DON'T ... think that just because your child isn't at the same skill level as your friend's kid, he's not ready for preschool.
"There are actually no prerequisites for preschool," says Amanda Moreno, Ph.D., an assistant professor who specializes in adult-child interaction at Erikson Institute in Chicago. "Any skills you could imagine that might be helpful in adjusting well to preschool are also the exact skills that good preschools help to develop! Parents should ask themselves, 'Is preschool ready for my child?' as opposed to, 'Is my child ready for preschool?'" Moreno urges parents not to worry about the skills their toddler currently has but instead focus on finding a preschool that's best suited for their child's needs. For instance, if your child is extremely shy, ask the teachers what their general coping strategies are for children who don't easily interact with others.
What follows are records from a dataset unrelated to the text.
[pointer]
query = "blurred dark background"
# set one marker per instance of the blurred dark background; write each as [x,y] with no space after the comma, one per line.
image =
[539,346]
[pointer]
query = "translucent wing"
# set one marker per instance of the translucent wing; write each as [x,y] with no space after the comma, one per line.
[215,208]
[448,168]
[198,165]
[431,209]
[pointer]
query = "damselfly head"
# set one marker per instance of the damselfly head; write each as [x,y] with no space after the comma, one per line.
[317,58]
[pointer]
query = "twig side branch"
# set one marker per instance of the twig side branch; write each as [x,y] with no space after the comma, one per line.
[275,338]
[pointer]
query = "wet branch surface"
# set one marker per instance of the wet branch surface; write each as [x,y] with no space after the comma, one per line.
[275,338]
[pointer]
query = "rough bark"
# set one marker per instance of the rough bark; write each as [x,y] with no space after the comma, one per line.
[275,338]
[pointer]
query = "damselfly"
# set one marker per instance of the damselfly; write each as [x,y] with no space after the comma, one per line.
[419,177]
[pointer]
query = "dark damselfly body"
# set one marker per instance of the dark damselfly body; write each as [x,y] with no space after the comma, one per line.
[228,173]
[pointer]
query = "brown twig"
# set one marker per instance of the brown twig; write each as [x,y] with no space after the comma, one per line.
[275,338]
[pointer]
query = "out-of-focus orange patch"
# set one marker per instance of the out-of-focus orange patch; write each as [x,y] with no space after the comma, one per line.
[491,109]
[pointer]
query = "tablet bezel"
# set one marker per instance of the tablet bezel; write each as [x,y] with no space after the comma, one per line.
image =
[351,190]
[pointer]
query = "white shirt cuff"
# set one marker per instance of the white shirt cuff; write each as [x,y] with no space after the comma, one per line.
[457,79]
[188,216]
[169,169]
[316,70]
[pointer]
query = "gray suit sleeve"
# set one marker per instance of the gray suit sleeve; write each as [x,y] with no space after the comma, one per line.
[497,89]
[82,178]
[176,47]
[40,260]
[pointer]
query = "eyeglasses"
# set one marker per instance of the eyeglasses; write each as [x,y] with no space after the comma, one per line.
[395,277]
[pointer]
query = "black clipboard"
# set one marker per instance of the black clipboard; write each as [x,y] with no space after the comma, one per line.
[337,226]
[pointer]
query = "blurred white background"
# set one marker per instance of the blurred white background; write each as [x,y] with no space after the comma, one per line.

DO ... wait until your child is 2 or older, if that's an option for you.
For many, preschool equals childcare. But if you're in the lucky category of families who can choose, waiting until your child is at least 2 before enrolling in school is best, but you can hold off until she's 3 or even 4. "Starting at age 2, good preschools can provide things that parents cannot, such as a large community of same-age peers," notes Dr. Moreno. "By age 2, kids can benefit from the additional experiences that preschools offer." Preschools are also equipped with things most homes aren't. Think: playgrounds kids can go crazy on.
DON'T ... worry about your child being potty trained.
It's a common misconception that children need to be potty trained before heading off to preschool. Although changing poopy diapers likely isn't a teacher's favorite job, it should never be a reason to keep your child out of school. "Children definitely do not need to be potty trained before preschool, and this is something parents should check out in any setting," says Moreno. "Preschools have different ways of dividing their rooms with age-groupings, but inevitably there will be some children that are and some that are not potty trained in the same room. This should NEVER be a reason that a center uses to decide on age placement or 'promotion' to the next room. Obsessing over potty training is always a red flag for me in any center." So those preschools that do require your child be potty trained? Might not be the best place for kids.
DO ... know that it's harder for you than it is for them (really).
It's important that parents find a place where the teachers deal well with separation anxiety. Moms want to drop off, knowing their child is going to be well-taken care of. If your kid IS crying when you try to leave, take comfort in the fact that the tears don't last long. "For the children who cry the longest and hardest, this is always MUCH harder for the parents than it is for the children," assures Moreno. "It may seem like your child is getting their arm sawed off, but in truth, they are okay. It is very, very rare to have a child react to separation that strongly for more than a week or two."
DON'T ... let the prospect of frequent illness scare you off from preschool.
Attendance isn't mandatory in preschools, and most have policies about fevers and runny noses. Each family has to figure out if they can live with the policy. "For most kids, exposure to groups of children is good for their immunity over the long-term," adds Dr. Moreno.
DO ... know that preschool isn't necessary.
No, your child doesn't have to go to preschool, but it definitely should be something you consider. "Research shows that it has the greatest benefit for kids who need it the most to begin with, for instance, children who show the lowest level of readiness initially," says Moreno. "But there are certain experiences that even the brightest or most advantaged children don’t necessarily have exposure to at home, and it can be a nice thing to have a year of functioning in a large-group learning setting before kindergarten."
Are you planning on sending your child to preschool?